À la permanence du Secours catholique, les personnes démunies peuvent profiter de légumes frais que donne un maraîcher présent sur le marché de la commune.
À la permanence du Secours catholique, les personnes démunies peuvent profiter de légumes frais que donne un maraîcher présent sur le marché de la commune. (Le Télégramme/Loïc Berthy)

Une intensité de la pauvreté élevée

Au presbytère de l’église, ces personnes démunies partagent un café et du gâteau avec les bénévoles du Secours catholique. Ils sont une dizaine à venir ainsi, plus ou moins régulièrement. Ces habitants repartent avec des légumes que donne un maraîcher sur le marché.

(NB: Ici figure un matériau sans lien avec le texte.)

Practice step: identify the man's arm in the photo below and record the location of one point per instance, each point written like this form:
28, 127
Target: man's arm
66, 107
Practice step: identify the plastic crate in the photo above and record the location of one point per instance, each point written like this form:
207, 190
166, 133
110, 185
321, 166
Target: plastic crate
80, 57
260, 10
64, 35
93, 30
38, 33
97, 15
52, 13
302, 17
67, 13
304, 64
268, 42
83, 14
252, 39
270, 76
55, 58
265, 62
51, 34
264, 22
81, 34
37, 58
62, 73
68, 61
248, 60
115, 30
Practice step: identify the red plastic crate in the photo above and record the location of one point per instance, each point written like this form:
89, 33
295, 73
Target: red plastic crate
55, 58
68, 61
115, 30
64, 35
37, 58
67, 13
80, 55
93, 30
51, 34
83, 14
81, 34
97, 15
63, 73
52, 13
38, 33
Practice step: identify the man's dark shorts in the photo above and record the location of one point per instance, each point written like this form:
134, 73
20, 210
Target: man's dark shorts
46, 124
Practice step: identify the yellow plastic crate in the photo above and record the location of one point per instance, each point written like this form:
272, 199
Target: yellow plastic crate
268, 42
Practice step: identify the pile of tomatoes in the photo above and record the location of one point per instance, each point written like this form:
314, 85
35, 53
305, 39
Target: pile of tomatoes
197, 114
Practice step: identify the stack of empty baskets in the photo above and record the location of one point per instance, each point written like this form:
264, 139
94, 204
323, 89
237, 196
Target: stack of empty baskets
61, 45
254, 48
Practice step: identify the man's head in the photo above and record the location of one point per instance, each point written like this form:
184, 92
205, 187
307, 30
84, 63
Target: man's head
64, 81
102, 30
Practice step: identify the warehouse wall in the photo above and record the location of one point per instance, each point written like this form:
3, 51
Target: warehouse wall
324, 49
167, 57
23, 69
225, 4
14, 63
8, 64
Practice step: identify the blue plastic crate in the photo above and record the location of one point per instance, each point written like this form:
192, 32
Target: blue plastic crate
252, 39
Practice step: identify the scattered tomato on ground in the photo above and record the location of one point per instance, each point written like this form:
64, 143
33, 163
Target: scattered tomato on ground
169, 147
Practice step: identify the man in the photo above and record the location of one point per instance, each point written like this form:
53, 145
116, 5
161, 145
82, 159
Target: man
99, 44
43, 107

Dans le rapport de l’Observatoire des inégalités, Arzon occupe la toute première place en Bretagne sur l’indice qui évalue l’intensité de cette pauvreté. Il y est de 28 % dans la commune. Ce que cela veut dire, c’est que certains pauvres Arzonnais sont très pauvres, à l’image de la période très compliquée qu’a vécue Charles Pauchard.

Au CCAS d’Arzon, il n’y a pourtant que douze familles qui bénéficient d’une prise en charge de la Banque alimentaire. Sa directrice Carole Dréan ne s’y retrouve pas dans le tableau de la pauvreté dressé par l’Observatoire des inégalités. Même si elle reconnaît qu’il « y a la problématique des saisonniers que l’on touche peu ».

En contrepoint, l’action publique

Or ces saisonniers constituent une part non négligeable des actifs d’Arzon. « Arzon, à cette saison, c’est désert. Il n’y a pas un chat, donc pas de travail. Les métiers saisonniers sont des métiers précaires. Tout comme le sont les auxiliaires de vie. Et il y en a beaucoup sur la commune parce que nous avons beaucoup de personnes âgées. Arzon, c’est un paradoxe, avec des pauvres et à l’inverse des gens qui sont très riches », confie Philippe Druelle, maire adjoint chargé des affaires sociales. Un élu, qui en contraste, met en avant la politique volontariste menée par la commune, avec un service d’aide à domicile public, une résidence autonomie et un parc de 130 logements sociaux.